Projects

All of the modeling within DataRobot happens within a project. Each project has one dataset that is used as the source from which to train models.

Create a project

You can create a project from previously-created Datasets or directly from a data source.

import datarobot as dr
dataset = Dataset.create_from_file(file_path='/home/user/data/last_week_data.csv')
project = dr.Project.create_from_dataset(dataset.id, project_name='New Project')

The following command creates a new project directly from a data source. You must specify a path to data file, file object URL (starting with http://, https://, file://, or s3://), raw file contents, or a pandas.DataFrame object when creating a new project. Path to file can be either a path to a local file or a publicly accessible URL.

import datarobot as dr
project = dr.Project.create('/home/user/data/last_week_data.csv',
                            project_name='New Project')

You can use the following commands to view the project ID and name:

project.id
>>> u'5506fcd38bd88f5953219da0'
project.project_name
>>> u'New Project'

Select modeling parameters

The final information needed to begin modeling includes the target feature, queue mode, metric for comparing models, and optional parameters such as weights, offset, exposure, and downsampling.

Target

The target must be the name of one of the columns of data uploaded to the project.

Metric

The optimization metric used to compare models is an important factor in building accurate models. If a metric is not specified, the default metric recommended by DataRobot will be used. You can use the following code to view a list of valid metrics for a specified target:

target_name = 'ItemsPurchased'
project.get_metrics(target_name)
>>> {'available_metrics': [
         'Gini Norm',
         'Weighted Gini Norm',
         'Weighted R Squared',
         'Weighted RMSLE',
         'Weighted MAPE',
         'Weighted Gamma Deviance',
         'Gamma Deviance',
         'RMSE',
         'Weighted MAD',
         'Tweedie Deviance',
         'MAD',
         'RMSLE',
         'Weighted Tweedie Deviance',
         'Weighted RMSE',
         'MAPE',
         'Weighted Poisson Deviance',
         'R Squared',
         'Poisson Deviance'],
     'feature_name': 'SalePrice'}

Partitioning method

DataRobot projects always have a Holdout set used for final model validation. You can use two different approaches for testing prior to the Holdout set:

Split the remaining data into training and validation sets.
Cross-validation, in which the remaining data is split into a number of folds (partitions); each fold serves as a validation set, with models trained on the other folds and evaluated on that fold.
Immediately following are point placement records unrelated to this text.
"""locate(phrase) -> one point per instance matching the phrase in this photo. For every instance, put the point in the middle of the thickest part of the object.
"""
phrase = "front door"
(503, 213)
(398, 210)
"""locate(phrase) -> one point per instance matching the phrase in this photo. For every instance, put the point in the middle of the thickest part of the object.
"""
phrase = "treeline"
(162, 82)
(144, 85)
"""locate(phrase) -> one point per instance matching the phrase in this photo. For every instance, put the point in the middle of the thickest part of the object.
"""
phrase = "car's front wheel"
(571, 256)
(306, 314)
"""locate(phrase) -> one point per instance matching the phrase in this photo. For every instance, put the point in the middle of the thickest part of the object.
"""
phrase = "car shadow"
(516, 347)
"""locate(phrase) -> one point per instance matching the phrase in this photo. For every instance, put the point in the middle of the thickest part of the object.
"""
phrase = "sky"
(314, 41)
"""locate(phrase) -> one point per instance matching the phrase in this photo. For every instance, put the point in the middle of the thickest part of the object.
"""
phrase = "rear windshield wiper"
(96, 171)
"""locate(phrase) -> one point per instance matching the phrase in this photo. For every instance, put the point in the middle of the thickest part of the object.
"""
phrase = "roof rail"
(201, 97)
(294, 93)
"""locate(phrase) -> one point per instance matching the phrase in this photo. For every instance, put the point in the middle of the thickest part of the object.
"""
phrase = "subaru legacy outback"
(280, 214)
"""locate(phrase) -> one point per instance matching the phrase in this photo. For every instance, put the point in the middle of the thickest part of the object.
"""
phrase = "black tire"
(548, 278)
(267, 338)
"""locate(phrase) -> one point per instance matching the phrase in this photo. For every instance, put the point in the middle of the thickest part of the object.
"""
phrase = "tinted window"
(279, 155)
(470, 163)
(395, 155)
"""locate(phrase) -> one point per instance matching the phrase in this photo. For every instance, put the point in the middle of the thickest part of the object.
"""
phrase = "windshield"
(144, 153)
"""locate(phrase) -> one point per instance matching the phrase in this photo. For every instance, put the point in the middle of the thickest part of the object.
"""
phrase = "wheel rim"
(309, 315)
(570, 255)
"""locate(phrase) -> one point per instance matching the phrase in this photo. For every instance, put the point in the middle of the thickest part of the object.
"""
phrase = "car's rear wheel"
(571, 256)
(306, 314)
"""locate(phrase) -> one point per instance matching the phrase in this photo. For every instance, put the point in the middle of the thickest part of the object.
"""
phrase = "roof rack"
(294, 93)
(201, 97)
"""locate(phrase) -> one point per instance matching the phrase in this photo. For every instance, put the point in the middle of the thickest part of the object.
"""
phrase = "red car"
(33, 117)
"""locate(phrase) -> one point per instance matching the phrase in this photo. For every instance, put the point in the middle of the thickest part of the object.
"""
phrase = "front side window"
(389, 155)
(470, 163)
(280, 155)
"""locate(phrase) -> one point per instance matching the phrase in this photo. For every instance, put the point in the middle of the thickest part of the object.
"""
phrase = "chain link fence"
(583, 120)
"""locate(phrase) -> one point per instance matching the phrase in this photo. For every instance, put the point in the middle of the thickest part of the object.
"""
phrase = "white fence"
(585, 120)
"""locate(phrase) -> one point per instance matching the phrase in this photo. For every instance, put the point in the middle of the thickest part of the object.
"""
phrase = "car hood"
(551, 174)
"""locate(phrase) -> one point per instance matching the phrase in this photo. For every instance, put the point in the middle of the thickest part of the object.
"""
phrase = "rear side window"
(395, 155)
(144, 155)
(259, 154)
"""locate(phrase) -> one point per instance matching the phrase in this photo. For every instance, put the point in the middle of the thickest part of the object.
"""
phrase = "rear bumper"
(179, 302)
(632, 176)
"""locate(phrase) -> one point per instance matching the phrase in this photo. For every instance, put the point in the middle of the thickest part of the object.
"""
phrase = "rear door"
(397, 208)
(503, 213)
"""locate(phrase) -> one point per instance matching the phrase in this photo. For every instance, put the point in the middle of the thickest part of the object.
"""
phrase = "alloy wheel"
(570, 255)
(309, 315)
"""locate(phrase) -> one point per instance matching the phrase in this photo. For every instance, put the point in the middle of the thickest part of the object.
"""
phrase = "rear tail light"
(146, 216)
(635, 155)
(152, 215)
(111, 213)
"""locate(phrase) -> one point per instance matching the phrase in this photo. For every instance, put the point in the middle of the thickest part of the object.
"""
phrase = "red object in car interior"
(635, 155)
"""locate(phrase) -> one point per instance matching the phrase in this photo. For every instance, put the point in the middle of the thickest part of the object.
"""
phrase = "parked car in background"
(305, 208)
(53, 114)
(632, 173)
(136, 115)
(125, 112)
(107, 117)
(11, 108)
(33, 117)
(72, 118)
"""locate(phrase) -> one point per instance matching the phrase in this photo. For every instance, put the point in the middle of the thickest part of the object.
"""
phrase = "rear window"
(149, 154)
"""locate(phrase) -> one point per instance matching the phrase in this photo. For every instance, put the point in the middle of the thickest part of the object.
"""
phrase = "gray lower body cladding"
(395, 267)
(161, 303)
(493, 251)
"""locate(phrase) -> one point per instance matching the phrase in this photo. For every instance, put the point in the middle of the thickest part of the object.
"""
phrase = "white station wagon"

There are several other options you can control. To specify a partition method, create an instance of one of the Partition Classes, and pass it as the partitioning_method argument in your call to project.analyze_and_model or project.start. As of v3.0 of the Python client, you can alternately use project.set_partitioning_method. See here for more information on using datetime partitioning.

Several partitioning methods include parameters for validation_pct and holdout_pct, specifying desired percentages for the validation and holdout sets. Note that there may be constraints that prevent the actual percentages used from exactly (or some cases, even closely) matching the requested percentages.

Queue mode

You can use the API to set the DataRobot modeling process to run Autopilot in manual, quick, or comprehensive mode.

Autopilot mode means that the modeling process will proceed completely automatically, including running recommended models, running at different sample sizes, and blending.

Manual mode means that DataRobot will populate a list of recommended models, but will not insert any of them into the queue. This mode lets you specify which models to execute before starting the modeling process.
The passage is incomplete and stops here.